How to transform workforce diversity with AI and analytics
4 mins read

How to transform workforce diversity with AI and analytics

Four key areas of your data worth looking into for workplace diversity transformation

For decades, organizations around the world have suffered from a lack of workforce diversity in race, gender, age, and more. In America alone, men named John outnumber all women in leadership roles.

As our current generation seeks to embrace diversity around the world (and we have come a long way in doing so), organizations should strive to meet the same goals—not to satisfy the general public—but to improve the efficiency and happiness of your employees. Just by increasing racial diversity, your organization can improve team performance by 35%. Another study has found that gender-diverse organizations earn 41% more revenue than non-diverse organizations.

Whether you are looking to improve existing workplace diversity or transform your organization’s diversity from the ground up, the first thing you should be looking at is your data—HR, communications, and even accounting—and leveraging the latest available analytics and AI tools to provide insight into the areas your organization can improve. Here a few key areas worth looking into:

Payroll for gender disparity

Are the men within your organization getting paid more than women? This is an easy one to look into, to address existing diversity. Start by comparing the salaries between genders in similar/same-level positions for any notable pay gaps.

Want to look even further? Take a top-down approach, and analyze your company’s hierarchy—do you find that men fill more leadership roles or women? Or, how about promotions—is there a pattern in promotions by gender? Payroll can tell you a lot more than just numbers, and chances are you already have this data digitized and ready for analysis.

Interviews first entry-point for workforce diversity

The interview process can hold tons of useful insight into how your organization currently approaches workforce diversity since this is the step in which certain demographics may be favored by or filtered out of your company entirely.
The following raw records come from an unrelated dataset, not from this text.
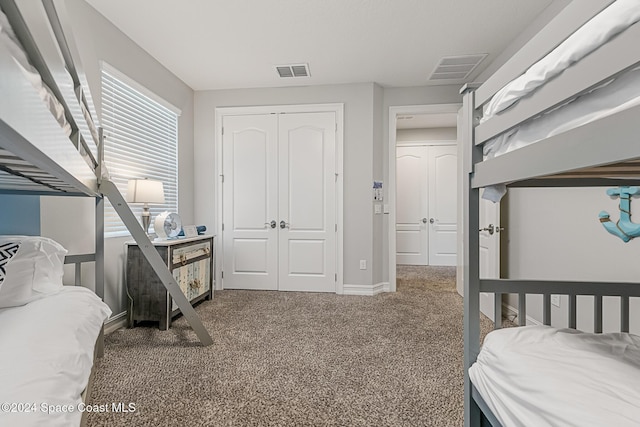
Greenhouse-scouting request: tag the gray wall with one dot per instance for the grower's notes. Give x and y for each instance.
(70, 220)
(19, 215)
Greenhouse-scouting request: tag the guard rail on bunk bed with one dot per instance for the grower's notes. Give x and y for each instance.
(579, 127)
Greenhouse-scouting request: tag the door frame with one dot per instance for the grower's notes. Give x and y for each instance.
(220, 112)
(394, 112)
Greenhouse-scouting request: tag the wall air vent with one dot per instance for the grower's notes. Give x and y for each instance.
(456, 67)
(294, 70)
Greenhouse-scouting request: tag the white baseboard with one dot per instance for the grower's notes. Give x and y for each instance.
(512, 312)
(367, 290)
(116, 322)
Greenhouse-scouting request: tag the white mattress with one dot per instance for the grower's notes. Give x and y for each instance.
(613, 20)
(46, 355)
(543, 376)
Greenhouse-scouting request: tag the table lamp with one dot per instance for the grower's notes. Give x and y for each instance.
(145, 191)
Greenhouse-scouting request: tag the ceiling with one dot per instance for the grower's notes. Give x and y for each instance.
(224, 44)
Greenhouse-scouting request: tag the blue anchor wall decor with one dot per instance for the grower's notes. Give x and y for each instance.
(624, 228)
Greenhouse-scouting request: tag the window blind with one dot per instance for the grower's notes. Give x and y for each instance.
(141, 142)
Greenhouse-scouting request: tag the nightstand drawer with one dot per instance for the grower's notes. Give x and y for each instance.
(190, 261)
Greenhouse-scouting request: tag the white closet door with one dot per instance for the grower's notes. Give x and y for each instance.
(307, 202)
(411, 206)
(443, 185)
(250, 201)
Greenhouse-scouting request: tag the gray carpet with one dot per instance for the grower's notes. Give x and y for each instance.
(296, 359)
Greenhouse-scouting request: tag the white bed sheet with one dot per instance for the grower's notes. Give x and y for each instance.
(46, 356)
(543, 376)
(613, 20)
(616, 95)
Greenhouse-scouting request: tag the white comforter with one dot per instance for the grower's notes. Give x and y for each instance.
(616, 18)
(46, 355)
(543, 376)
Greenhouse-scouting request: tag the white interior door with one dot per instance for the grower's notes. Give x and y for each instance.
(307, 220)
(250, 202)
(489, 251)
(279, 202)
(443, 218)
(411, 206)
Do you find a pattern in your applicants being rejected or selected, by race, gender, or age? This is the type of data that will help set the culture and diversity for your entire company.
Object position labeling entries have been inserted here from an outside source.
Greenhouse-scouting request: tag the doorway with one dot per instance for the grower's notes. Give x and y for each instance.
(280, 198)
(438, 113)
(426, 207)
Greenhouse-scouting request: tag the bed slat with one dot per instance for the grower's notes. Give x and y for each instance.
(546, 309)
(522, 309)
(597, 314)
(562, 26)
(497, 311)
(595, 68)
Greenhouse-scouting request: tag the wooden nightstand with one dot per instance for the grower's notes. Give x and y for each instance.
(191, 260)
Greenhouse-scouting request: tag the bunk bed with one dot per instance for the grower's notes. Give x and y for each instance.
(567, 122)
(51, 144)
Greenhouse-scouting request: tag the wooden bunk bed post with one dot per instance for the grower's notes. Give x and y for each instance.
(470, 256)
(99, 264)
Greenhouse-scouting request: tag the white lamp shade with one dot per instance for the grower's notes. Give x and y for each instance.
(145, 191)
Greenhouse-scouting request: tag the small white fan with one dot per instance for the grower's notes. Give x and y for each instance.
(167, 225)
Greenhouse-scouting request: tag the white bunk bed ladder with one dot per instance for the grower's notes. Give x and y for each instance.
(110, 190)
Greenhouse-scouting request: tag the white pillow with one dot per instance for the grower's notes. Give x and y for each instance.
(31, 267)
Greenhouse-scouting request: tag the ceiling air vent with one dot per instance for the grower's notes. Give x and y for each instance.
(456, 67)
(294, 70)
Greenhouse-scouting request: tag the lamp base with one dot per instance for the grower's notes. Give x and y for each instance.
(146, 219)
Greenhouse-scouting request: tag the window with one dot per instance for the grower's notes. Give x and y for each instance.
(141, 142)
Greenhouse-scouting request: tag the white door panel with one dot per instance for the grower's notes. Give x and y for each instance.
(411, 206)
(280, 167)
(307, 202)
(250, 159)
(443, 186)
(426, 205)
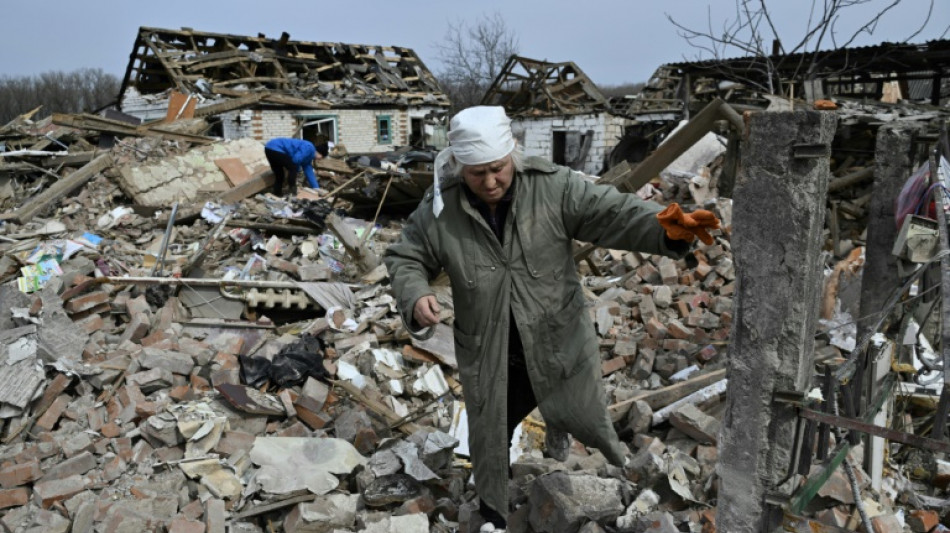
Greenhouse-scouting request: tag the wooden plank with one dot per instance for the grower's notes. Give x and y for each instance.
(234, 169)
(180, 106)
(662, 397)
(673, 147)
(59, 190)
(377, 407)
(229, 105)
Internal communications to address and predict discrimination (and lawsuits)

Real-time monitoring and analysis of your company’s internal communications data—such as shared emails between employees—can stop potential harassment or discrimination issues in their tracks. Additionally, AI has the capability to learn and predict common behaviors between your employees with machine learning.

For existing cases of misconduct, AI can assess the correspondence of an employee against whom a complaint has been made—say, a driver for a ridesharing service—AI could automatically compare keywords from that employee’s texts, emails, and internal correspondences to those of past cases of harassment, and flag words and phrases that could be good predictors of inappropriate behavior.
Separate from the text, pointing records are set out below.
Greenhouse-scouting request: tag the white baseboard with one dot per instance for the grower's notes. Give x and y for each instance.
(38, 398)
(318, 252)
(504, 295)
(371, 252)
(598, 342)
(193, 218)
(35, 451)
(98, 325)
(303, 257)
Improve workforce diversity with an information architecture

In order to make analytics-influenced workforce diversity changes, it is important to have proper information architecture in place to collect and manage your employee data under a single platform. This will make it much easier to perform analysis of your data, as well as integrate the predictive AI and machine learning tools as previously described. Solutions like the Solix CDP (Common Data Platform) can manage all of your employee data—from ingestion to analysis—securely and efficiently, by leveraging enterprise archiving and data lake technologies. Hosted on the cloud, on-premises, or both, the Solix CDP gives you full control of your data.

Don’t be afraid to look into your data to improve diversity within your organization—by doing so, you are helping to create and influence workplaces that are more comfortable, productive, and compassionate—driven by data.